Tom went forward to the pilot-house, followed by Ned and the lieutenant. The latter wanted to take official note of what happened. Tom relieved the man at the wheel, and gradually began to alter the direction of the craft.

At first no change was noticeable. So strong was the force of the wind that it seemed as though the Mars was going in the same direction. But Ned, noticing a direction compass on the wall, saw that the needle was gradually shifting.

"Hold fast!" cried Tom suddenly. Then with a quick shift of the rudder something happened. It seemed as though the Mars was trying to turn over, and slide along on her side, or as if she wanted to turn about and scud before the gale, instead of facing it. But Tom held her to the reverse course.

"Can you get her around?" cried the lieutenant above the roar of the gale.

"I--I'm going to!" muttered Tom through his set teeth.

Inch by inch he fought the big craft through the storm. Inch by inch the indicator showed the turning, until at last the grip of the gale was overcome.

"Now she's headed right into it!" cried Tom in exultation. "She's nosing right into it!"

And the Mars was. There was no doubt of it. She had succeeded, under Tom's direction, in changing squarely about, and was now going against the wind, instead of with it.

"But we can't expect to make much speed," Tom said, as he signaled for more power, for he had lowered it somewhat in making the turn.
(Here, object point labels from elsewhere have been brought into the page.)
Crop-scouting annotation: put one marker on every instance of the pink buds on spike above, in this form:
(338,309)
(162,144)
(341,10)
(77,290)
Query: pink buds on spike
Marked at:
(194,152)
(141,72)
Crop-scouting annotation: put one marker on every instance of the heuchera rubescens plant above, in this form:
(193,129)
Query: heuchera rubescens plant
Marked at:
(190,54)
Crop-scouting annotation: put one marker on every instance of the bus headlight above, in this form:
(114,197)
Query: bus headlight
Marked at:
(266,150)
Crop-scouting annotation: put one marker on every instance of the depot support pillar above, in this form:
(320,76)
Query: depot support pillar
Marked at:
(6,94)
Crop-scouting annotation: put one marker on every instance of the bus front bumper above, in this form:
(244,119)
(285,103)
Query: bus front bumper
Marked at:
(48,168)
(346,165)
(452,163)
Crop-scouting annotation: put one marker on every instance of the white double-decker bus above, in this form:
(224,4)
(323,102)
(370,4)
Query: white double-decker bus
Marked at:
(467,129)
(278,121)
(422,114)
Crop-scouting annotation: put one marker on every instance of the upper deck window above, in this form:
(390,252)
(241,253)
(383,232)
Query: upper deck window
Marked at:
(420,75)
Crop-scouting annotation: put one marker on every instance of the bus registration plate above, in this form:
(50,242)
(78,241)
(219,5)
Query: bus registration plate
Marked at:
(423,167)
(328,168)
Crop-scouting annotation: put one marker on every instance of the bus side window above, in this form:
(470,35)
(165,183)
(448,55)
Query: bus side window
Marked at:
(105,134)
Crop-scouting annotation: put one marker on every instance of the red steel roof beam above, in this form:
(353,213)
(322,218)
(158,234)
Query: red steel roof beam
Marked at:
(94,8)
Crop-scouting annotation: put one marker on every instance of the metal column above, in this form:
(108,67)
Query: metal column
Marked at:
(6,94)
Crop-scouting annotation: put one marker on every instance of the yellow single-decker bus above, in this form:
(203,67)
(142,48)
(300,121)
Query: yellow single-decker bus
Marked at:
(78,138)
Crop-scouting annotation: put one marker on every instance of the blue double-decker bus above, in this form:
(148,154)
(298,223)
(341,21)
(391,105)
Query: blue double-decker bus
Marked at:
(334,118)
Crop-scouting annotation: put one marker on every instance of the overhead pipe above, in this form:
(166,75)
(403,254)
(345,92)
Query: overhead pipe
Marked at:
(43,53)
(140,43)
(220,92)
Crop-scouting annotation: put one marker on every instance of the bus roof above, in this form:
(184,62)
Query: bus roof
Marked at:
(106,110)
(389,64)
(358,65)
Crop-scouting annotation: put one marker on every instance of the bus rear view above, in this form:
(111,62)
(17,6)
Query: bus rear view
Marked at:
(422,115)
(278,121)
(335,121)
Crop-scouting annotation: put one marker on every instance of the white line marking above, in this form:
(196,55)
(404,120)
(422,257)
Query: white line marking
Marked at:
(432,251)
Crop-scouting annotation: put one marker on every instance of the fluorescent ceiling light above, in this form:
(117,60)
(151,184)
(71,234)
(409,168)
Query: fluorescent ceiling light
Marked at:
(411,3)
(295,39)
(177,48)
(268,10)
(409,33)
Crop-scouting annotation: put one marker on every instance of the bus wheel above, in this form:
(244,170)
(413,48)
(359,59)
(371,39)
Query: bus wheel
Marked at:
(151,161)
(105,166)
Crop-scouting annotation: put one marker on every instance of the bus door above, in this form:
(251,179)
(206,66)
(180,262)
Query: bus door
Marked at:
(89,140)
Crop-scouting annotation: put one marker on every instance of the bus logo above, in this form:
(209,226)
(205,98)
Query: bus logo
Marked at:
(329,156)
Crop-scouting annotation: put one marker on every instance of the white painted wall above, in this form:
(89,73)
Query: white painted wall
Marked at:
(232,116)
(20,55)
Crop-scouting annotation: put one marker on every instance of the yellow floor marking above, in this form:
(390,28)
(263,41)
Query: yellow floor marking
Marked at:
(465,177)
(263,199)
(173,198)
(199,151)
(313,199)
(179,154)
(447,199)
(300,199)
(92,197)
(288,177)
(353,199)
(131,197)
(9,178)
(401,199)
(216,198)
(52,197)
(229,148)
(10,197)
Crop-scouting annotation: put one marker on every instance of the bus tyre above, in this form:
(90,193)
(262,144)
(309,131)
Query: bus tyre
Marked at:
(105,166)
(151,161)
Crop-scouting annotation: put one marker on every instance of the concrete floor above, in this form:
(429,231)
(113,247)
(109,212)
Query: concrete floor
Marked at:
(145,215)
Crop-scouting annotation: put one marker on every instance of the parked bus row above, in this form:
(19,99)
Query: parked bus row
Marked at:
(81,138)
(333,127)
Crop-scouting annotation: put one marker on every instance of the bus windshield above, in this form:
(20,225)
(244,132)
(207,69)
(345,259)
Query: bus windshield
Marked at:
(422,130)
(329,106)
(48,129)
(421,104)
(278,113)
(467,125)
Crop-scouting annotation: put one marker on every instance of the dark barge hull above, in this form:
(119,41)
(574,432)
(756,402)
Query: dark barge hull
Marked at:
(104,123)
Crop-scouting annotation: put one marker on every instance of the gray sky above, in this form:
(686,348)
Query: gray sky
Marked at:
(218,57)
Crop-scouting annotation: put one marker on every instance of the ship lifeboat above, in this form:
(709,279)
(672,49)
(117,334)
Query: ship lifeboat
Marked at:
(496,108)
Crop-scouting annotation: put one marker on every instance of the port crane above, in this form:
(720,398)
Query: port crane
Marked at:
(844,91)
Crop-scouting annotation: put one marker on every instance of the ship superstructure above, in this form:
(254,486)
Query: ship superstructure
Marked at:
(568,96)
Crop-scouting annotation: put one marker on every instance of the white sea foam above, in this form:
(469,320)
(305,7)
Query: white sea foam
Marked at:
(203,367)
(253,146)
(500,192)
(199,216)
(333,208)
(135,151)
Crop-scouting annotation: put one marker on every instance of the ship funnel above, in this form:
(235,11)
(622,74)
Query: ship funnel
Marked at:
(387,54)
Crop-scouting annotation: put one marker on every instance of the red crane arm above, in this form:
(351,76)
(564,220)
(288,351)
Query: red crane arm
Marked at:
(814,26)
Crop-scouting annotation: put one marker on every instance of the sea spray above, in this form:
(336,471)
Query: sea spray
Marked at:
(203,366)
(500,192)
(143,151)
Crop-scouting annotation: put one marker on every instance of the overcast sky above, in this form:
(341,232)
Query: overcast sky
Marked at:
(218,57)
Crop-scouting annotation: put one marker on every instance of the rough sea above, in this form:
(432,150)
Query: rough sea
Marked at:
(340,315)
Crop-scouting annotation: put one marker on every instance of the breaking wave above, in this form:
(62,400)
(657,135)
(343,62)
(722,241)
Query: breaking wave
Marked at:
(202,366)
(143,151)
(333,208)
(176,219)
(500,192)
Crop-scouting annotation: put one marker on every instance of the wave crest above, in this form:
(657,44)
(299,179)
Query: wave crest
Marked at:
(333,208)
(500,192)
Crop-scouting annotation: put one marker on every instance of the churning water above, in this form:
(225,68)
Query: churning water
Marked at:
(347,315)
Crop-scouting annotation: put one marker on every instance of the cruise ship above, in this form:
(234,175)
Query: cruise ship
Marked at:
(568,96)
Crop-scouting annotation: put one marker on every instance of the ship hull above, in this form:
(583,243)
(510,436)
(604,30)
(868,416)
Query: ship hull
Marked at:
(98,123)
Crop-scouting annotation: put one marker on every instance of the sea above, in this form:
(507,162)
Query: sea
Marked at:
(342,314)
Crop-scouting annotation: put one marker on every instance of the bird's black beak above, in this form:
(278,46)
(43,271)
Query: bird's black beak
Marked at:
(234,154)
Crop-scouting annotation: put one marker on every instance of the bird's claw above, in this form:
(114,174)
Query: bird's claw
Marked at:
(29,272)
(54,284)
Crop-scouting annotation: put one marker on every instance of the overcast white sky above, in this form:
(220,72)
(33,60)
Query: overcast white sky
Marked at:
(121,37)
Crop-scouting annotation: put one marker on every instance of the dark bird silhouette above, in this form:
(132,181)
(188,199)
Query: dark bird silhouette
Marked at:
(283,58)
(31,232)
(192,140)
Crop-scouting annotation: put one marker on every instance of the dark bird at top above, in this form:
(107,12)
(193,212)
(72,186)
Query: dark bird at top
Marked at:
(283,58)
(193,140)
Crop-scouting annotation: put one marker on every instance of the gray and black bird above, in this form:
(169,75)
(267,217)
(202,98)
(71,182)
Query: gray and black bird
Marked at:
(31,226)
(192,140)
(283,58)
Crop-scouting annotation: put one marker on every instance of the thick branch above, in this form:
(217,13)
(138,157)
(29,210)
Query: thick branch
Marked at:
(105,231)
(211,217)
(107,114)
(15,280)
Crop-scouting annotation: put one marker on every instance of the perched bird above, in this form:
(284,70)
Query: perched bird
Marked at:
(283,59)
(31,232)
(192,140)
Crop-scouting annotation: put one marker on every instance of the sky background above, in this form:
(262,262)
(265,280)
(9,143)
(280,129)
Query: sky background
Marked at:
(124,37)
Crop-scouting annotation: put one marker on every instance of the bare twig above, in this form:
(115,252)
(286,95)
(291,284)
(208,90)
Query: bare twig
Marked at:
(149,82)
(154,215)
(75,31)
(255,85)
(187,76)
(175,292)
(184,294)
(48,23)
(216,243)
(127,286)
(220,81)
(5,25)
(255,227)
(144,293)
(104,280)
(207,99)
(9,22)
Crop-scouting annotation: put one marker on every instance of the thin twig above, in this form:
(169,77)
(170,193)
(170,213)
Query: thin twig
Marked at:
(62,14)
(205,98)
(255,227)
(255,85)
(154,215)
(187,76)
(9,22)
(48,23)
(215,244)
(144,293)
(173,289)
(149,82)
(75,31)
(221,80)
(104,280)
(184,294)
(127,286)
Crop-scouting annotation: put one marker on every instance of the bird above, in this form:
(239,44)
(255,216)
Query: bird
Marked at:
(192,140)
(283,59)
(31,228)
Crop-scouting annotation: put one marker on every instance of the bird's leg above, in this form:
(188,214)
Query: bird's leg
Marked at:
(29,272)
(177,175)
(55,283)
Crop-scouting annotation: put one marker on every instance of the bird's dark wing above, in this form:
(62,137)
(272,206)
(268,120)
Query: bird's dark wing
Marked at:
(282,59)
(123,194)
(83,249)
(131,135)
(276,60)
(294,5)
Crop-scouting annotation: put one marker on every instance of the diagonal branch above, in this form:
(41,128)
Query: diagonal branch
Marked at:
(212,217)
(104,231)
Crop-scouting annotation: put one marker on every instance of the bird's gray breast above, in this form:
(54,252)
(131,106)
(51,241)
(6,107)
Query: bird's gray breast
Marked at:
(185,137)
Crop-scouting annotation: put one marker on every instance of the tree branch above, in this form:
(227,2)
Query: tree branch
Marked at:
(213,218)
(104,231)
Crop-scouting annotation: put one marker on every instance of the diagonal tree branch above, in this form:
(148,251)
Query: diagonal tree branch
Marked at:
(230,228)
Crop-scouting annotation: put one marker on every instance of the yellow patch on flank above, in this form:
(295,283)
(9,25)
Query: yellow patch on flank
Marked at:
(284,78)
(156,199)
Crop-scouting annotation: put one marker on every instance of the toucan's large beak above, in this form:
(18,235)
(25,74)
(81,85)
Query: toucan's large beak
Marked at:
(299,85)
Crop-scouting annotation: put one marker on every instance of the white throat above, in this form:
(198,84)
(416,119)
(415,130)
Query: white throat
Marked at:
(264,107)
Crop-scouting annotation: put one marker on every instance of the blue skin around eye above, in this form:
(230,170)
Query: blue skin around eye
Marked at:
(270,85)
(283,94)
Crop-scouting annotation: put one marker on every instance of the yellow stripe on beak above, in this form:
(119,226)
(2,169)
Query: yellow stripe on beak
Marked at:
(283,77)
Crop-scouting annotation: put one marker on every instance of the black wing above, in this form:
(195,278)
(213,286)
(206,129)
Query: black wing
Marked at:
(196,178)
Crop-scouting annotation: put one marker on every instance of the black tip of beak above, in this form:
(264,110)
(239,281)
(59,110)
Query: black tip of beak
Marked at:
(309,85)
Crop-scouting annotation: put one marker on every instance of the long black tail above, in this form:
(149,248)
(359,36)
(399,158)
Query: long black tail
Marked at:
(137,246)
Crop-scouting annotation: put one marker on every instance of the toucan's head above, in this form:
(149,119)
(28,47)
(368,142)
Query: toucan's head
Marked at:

But Tom himself scarcely had reckoned on the force of his craft, for as the propellers whirled more rapidly the aerial warship did begin to make headway, and that in the teeth of a terrific wind.

"She's doing it, Tom! She's doing it!" cried Ned exultingly.

"I believe she is," agreed the lieutenant.

"Well, so much the better," Tom said, trying to be calm. "If she can keep this up a little while I'll give her a rest and we'll go up above the storm area, and beat back home."

The Mars, so far, had met every test. Tom had decided on ten minutes more of gale-fighting, when from the tube that communicated with the engine-room came a shrill whistle.

"See what that is, Ned," Tom directed.

"Yes," called Ned into the mouthpiece. "What's the matter?"

"Short circuit in the big motor," was the reply. "We've got to run on storage battery. Send Tom back here! Something queer has happened!"